- Seit dem 15. September 2025 läuft die EEW-Zuschussvariante über die neue Förderzentrale Deutschland (FZD).
- Anträge ab diesem Stichtag werden ausschließlich über das FZD-Onlineportal verwaltet – inklusive Verwendungsnachweis.
- Das neue Portal erlaubt das Zwischenspeichern von Eingaben und zeigt den Bearbeitungsstand in Echtzeit.
- Die EEW fördert über sechs Module von Querschnittstechnologie bis Elektrifizierung – als Zuschuss oder zinsverbilligter Kredit.
- Eine geförderte Energieberatung ist der wirtschaftlichste Startpunkt, um Maßnahmen dem passenden Modul zuzuordnen.
Die staatliche Förderung für Energieeffizienz wird neu organisiert – und für Unternehmen ändert sich der Weg zum Zuschuss spürbar. Seit dem 15. September 2025 läuft die Zuschussvariante der „Bundesförderung für Energie- und Ressourceneffizienz in der Wirtschaft“ (EEW) über die neue Förderzentrale Deutschland (FZD). Die EEW ist damit das erste Bundesprogramm auf der zentralen Plattform, über die der Bund künftig zahlreiche Förderungen bündeln will. Wer jetzt eine Investition in Effizienz oder Dekarbonisierung plant, sollte die neuen Abläufe kennen.
Was sich beim Antrag konkret ändert
Entscheidend ist der Stichtag: Anträge ab dem 15. September 2025 werden ausschließlich über das Onlineportal der FZD verwaltet – von der Antragstellung über die Uploads bis zum Verwendungsnachweis. Für ältere Anträge gelten weiterhin die bisherigen Portale. Das neue Portal ist bedienerfreundlicher, erlaubt das Zwischenspeichern von Eingaben und zeigt den Bearbeitungsstand eigenständig in Echtzeit. Zum 1. April 2026 wurde zudem das Glossar überarbeitet – rein redaktionell, ohne inhaltliche Änderungen an den Förderbedingungen.
Inhaltlich bleibt die EEW ein starkes Instrument. Sechs Module decken Querschnittstechnologien (Modul 1), die Umstellung der Prozesswärme auf erneuerbare Energien (Modul 2), Mess-, Steuer- und Regeltechnik samt Energiemanagement (Modul 3), technologieoffene Treibhausgas-Minderung (Modul 4), Transformationskonzepte zur Klimaneutralität (Modul 5) sowie die Elektrifizierung von Anlagen (Modul 6) ab. Die Module 1 bis 4 und 6 sind als Zuschuss oder zinsverbilligter Kredit ausgestaltet, Modul 5 als reiner Zuschuss.

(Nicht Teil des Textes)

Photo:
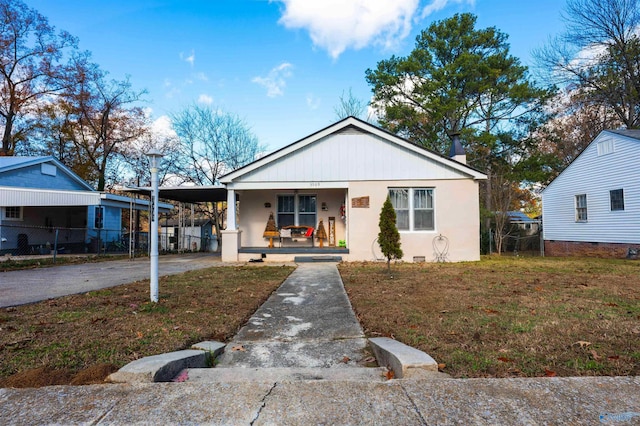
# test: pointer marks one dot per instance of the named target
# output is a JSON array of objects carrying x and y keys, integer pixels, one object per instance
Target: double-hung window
[
  {"x": 286, "y": 210},
  {"x": 13, "y": 213},
  {"x": 297, "y": 210},
  {"x": 581, "y": 208},
  {"x": 616, "y": 197},
  {"x": 414, "y": 208}
]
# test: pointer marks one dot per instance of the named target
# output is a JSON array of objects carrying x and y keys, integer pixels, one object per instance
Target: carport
[{"x": 185, "y": 195}]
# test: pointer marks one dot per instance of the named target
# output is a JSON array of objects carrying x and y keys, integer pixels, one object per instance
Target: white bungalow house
[
  {"x": 341, "y": 175},
  {"x": 39, "y": 195},
  {"x": 593, "y": 206}
]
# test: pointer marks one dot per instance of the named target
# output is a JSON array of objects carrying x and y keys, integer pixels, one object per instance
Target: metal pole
[{"x": 154, "y": 156}]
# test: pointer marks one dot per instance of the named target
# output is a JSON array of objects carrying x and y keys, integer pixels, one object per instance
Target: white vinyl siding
[
  {"x": 12, "y": 213},
  {"x": 617, "y": 199},
  {"x": 595, "y": 175},
  {"x": 355, "y": 156}
]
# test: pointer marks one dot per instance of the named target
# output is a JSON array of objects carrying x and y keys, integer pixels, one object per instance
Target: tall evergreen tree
[{"x": 389, "y": 237}]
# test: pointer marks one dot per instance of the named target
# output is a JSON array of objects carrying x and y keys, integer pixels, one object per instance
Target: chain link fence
[{"x": 20, "y": 240}]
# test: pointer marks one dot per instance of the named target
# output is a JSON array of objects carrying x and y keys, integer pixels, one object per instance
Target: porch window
[
  {"x": 297, "y": 210},
  {"x": 307, "y": 210},
  {"x": 414, "y": 208},
  {"x": 286, "y": 210},
  {"x": 13, "y": 213}
]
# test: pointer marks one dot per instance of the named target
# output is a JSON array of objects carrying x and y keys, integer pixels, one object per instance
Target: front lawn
[{"x": 505, "y": 317}]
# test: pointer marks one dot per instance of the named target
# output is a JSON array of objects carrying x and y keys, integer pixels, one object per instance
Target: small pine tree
[{"x": 389, "y": 237}]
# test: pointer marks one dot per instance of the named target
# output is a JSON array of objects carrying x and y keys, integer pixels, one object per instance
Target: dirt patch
[{"x": 507, "y": 317}]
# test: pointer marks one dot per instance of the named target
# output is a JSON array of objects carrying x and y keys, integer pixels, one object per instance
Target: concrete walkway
[
  {"x": 34, "y": 285},
  {"x": 307, "y": 322}
]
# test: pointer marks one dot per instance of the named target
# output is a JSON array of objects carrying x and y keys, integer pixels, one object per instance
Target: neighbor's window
[
  {"x": 13, "y": 213},
  {"x": 617, "y": 199},
  {"x": 414, "y": 208},
  {"x": 581, "y": 208},
  {"x": 606, "y": 147}
]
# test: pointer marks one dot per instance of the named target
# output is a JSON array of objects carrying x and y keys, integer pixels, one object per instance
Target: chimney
[{"x": 457, "y": 151}]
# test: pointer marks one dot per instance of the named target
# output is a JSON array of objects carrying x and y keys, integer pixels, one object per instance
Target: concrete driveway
[{"x": 34, "y": 285}]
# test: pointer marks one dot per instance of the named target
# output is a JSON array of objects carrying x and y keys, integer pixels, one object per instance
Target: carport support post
[{"x": 154, "y": 156}]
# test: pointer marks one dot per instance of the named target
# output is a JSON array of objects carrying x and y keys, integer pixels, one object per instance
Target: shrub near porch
[{"x": 504, "y": 317}]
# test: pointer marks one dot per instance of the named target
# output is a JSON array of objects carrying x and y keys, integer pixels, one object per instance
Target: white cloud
[
  {"x": 275, "y": 81},
  {"x": 337, "y": 25},
  {"x": 312, "y": 101},
  {"x": 191, "y": 59},
  {"x": 162, "y": 127},
  {"x": 205, "y": 99},
  {"x": 437, "y": 5}
]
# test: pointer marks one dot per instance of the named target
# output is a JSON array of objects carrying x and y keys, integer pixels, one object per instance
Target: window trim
[
  {"x": 411, "y": 207},
  {"x": 16, "y": 219},
  {"x": 579, "y": 209},
  {"x": 296, "y": 207},
  {"x": 619, "y": 207}
]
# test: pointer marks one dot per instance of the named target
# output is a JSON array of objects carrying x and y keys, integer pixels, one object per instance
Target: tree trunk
[{"x": 7, "y": 146}]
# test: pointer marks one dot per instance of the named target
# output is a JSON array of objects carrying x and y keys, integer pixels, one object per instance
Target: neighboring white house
[
  {"x": 593, "y": 206},
  {"x": 342, "y": 175},
  {"x": 41, "y": 200}
]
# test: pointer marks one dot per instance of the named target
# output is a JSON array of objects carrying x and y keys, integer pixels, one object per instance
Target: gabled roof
[
  {"x": 630, "y": 133},
  {"x": 14, "y": 163},
  {"x": 626, "y": 133},
  {"x": 351, "y": 122}
]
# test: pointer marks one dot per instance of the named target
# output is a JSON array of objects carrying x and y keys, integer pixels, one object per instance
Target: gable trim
[
  {"x": 43, "y": 160},
  {"x": 343, "y": 124},
  {"x": 594, "y": 142}
]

Einordnung und Handlungsempfehlung für KMU und Industrie
Die Umstellung fällt in eine Phase, in der die Bundesmittel knapper und die Förderkulissen volatiler werden. Wer Effizienzprojekte plant, sollte deshalb nicht abwarten: Fördertöpfe sind gedeckelt, und eine saubere Antragsvorbereitung über die FZD entscheidet zunehmend über Bewilligung oder Ablehnung. Der wirtschaftlichste Startpunkt ist fast immer eine qualifizierte Energieberatung – sie identifiziert die rentabelsten Maßnahmen und ordnet sie dem passenden Modul zu. Die Beratungskosten selbst sind in vielen Programmen förderfähig (50 %, je nach Programm bis zu 3.000 Euro), sodass die strategische Vorarbeit das Budget kaum belastet.

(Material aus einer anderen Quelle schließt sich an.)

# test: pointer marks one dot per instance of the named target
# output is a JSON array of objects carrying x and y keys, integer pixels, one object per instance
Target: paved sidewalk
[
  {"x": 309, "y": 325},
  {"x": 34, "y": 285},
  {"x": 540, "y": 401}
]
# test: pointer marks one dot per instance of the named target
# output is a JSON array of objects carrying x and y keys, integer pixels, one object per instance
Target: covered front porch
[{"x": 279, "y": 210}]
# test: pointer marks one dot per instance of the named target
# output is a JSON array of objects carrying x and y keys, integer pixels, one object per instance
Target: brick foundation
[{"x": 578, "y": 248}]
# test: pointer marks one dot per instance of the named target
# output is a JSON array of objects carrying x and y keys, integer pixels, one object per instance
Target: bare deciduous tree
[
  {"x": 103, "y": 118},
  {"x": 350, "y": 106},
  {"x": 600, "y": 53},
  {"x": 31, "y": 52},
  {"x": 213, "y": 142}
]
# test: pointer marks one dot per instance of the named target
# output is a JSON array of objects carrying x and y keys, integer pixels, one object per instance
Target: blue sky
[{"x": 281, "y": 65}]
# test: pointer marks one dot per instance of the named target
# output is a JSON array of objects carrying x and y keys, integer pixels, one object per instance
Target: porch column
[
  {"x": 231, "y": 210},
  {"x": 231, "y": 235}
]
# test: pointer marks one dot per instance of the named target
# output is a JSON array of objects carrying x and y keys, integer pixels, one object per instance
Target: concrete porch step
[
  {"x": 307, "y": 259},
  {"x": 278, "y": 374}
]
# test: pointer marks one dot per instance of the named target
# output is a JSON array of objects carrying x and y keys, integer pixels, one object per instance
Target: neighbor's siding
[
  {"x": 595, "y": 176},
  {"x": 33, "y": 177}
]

Für die Praxis heißt das: Investitionsplanung, Förderlogik und Antragsverfahren gehören zusammen gedacht. Ein erfahrener Energieberater übersetzt technische Maßnahmen in einen förderfähigen Antrag und sorgt dafür, dass keine Frist verstreicht und kein Zuschuss verfällt. Der Ausblick ist dabei klar: Die FZD soll mittelfristig weitere Bundesprogramme aufnehmen und die Verfahren vereinheitlichen. Für Unternehmen entsteht so ein zentraler Zugang zur Förderung – ein Vorteil, der sich aber nur nutzen lässt, wenn man die neuen Prozesse frühzeitig in die eigene Investitionsplanung integriert.